National Income Definition & Difference from Personal Income

National Income is the total amount paid to factors of production – land, labour, capital and entrepreneur. It is derived from GNP by subtracting from the latter indirect business taxes and depreciation.

National income also means the value of goods and services produced by a country during a financial year. Thus, it is the net result of all economic activities of any country during a period of one year and is valued in terms of money.

National income is an uncertain term and is often used interchangeably with the national dividend, national output, and national expenditure. The understanding the national income definition can be understood through the following concept:

  • Gross Domestic Product (GDP)

This is the monetary value of all goods and services produced in an economy, irrespective of the nationalities of those who produced them, over a given period of time, usually a year.

  • Gross National Product (GNP)

This is the monetary value of goods and services produced by the nationals of a country whether resident within or outside the country.
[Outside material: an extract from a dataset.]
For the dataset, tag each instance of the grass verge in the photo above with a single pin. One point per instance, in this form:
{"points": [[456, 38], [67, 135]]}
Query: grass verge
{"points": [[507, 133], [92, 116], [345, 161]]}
It is simply GDP plus income from abroad (i.e. income earned by nationals of the country resident abroad minus income of foreigners resident within the country).

  • Net National Product (NNP)

This is GNP minus depreciation. It is the value of national product after making allowances for the depreciation of the capital used to produce the output.

Difference  Between National and Personal Income

The National Income is the total amount of income accruing to a country from economic activities in a years time. It includes payments made to all resources either in the form of wages, interest, rent, and profits.

The progress of a country can be determined by the growth of the national income of the country.

In most countries today, an examination of the country’s GNP for various years will show the fluctuations which take place in these countries. A period of rising GNP followed by another period of declining GNP and so on; however, these fluctuations, cause serious strains on the economy.

Therefore, this kind of income serves as an indicator of the nation’s economic activity. It can be calculated by three methods such as income method, value-added method, and expenditure method.

Income method is mainly based on the incomes generated by the factors of production such as labour and land. The expenditure method is based on investment and consumption, while the value-added method is mostly based on the value added to a product during the stages of production.

Personal income is the total amount an average individual receives as income. It differs from national income in two ways. First, some people who have a claim on income do not actually receive it. For example, although all the profit of a firm belongs to the owners, not all of this is eventually paid out to them. Second, some people receive income that is not obtained in exchange for services rendered.

To reconcile personal income and national income, you subtract corporate profits from national income, and add dividends to the result. Then you must deduct contributions for social insurance and add government and business transfer payments.